The indefinite closure of colleges in the State due to the ongoing protest against Sri Lankan war crimes has put many teachers in a dilemma.

While most say the closure is justified, considering the protests were intensifying day by day, they also believe classes need to commence soon for the semester to end on time.

This Monday, practical exams of students in science colleges and exams to test communication abilities of students in arts colleges were to begin. With the colleges closed, they now stand postponed.

Members of the Tamil Nadu Government College Teachers’ Association said they shared the sentiments of the protesting students but they hoped the colleges reopened soon. “We teach the student every day and it feels good to see them questioning human rights violations. But we also need to note that the first casualty of any disturbance in Sri Lanka is the activity in colleges here,” said M. Ravichandran, a senior professor at a college.

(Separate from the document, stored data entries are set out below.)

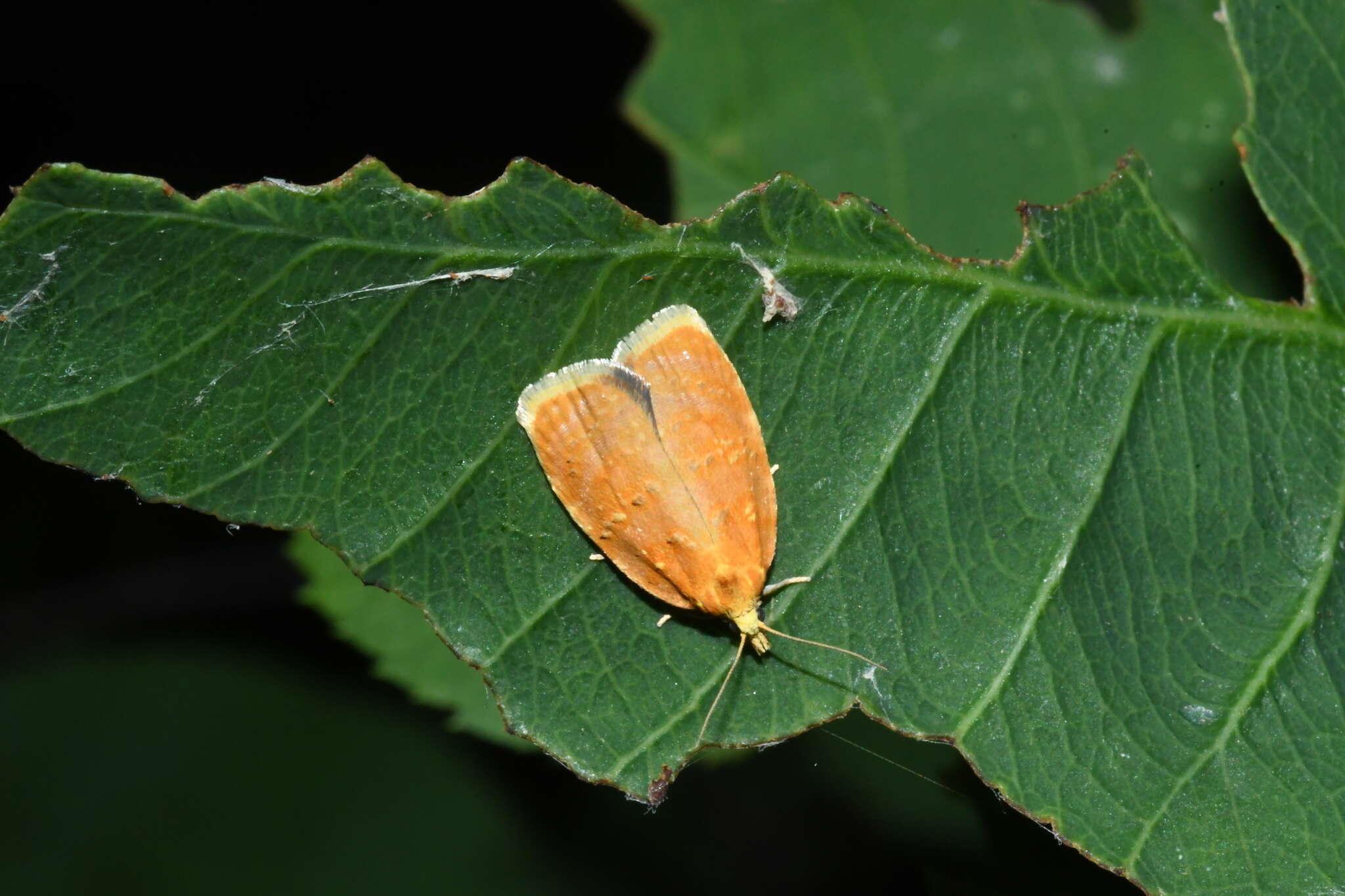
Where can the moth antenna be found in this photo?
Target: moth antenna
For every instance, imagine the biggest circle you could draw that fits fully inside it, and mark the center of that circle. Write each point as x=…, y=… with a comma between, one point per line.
x=771, y=589
x=743, y=641
x=818, y=644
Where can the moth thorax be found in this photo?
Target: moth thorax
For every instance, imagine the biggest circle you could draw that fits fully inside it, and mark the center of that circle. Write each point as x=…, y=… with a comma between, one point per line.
x=736, y=590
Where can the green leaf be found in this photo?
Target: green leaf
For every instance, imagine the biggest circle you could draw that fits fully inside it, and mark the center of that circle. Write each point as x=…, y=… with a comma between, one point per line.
x=1294, y=129
x=1084, y=505
x=393, y=631
x=948, y=114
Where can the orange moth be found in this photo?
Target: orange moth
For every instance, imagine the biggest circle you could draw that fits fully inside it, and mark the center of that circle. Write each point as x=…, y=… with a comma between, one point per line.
x=658, y=457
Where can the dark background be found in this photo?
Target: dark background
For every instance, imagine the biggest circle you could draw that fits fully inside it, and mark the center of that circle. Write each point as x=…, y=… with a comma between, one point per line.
x=175, y=721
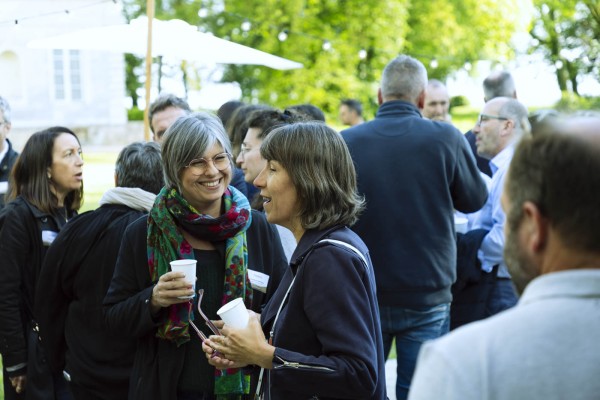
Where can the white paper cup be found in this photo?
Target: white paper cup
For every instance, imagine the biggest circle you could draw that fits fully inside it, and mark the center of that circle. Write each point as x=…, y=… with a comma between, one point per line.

The association has sent a letter to Prime Minister Manmohan Singh asking him to look into the issue at the earliest.

L. Prathaban, general secretary of the association said, “It is not fair to question the closure of colleges during the protests and we understand the State government has done it to maintain law and order. We urge the Union government to take note of the issue, and ensure peace returns to our college campuses soon.”

“Academic activity was at its peak when the protests began. It will take time for students and teachers to get into the preparation mode, even after classes start,” said a senior professor at a law college. Teachers have 180 working days every academic year, divided between two semesters, and exams cannot begin unless those days are completed, he explained.

Teachers say theory exams, scheduled to begin around April, are also likely to be postponed. “This might cause a delay in results. Also, the evaluation of results will have to be sped up, which is not good,” said R. Madhusudhan, an assistant profesor at a college.

Engineering colleges are in a tighter bind. “The last phase of campus recruitments started this month and many companies had agreed to visit campuses, only after a great deal of negotiation. Now their visits stands cancelled too,” said a placement officer of a private college.

Some company officials had agreed to conduct interviews on their own premises or hotels, but college managements say they cannot afford not agree to pay for the exorbitant costs potential employers charge for this. asked by the employers. Also, students from other states and districts have left for their hometowns because the colleges are now closed.

“A lot of these companies are from the core engineering sector, looking to fill vacancies as soon as possible. It is very likely that they might go to other States to finish their recruitment,” said R. Selvan, principal of an engineering college.

The delay in the arrival results of students in colleges affiliated to Anna University had already left students with little time to focus on their semester exams which begin next month. “The curriculum of this semester is not over yet and those with arrears in the last semester found out their results rather late. Many students are in a fix now as their next set of exams is due to begin soon,” said S. Anbuthambi, an engineering student.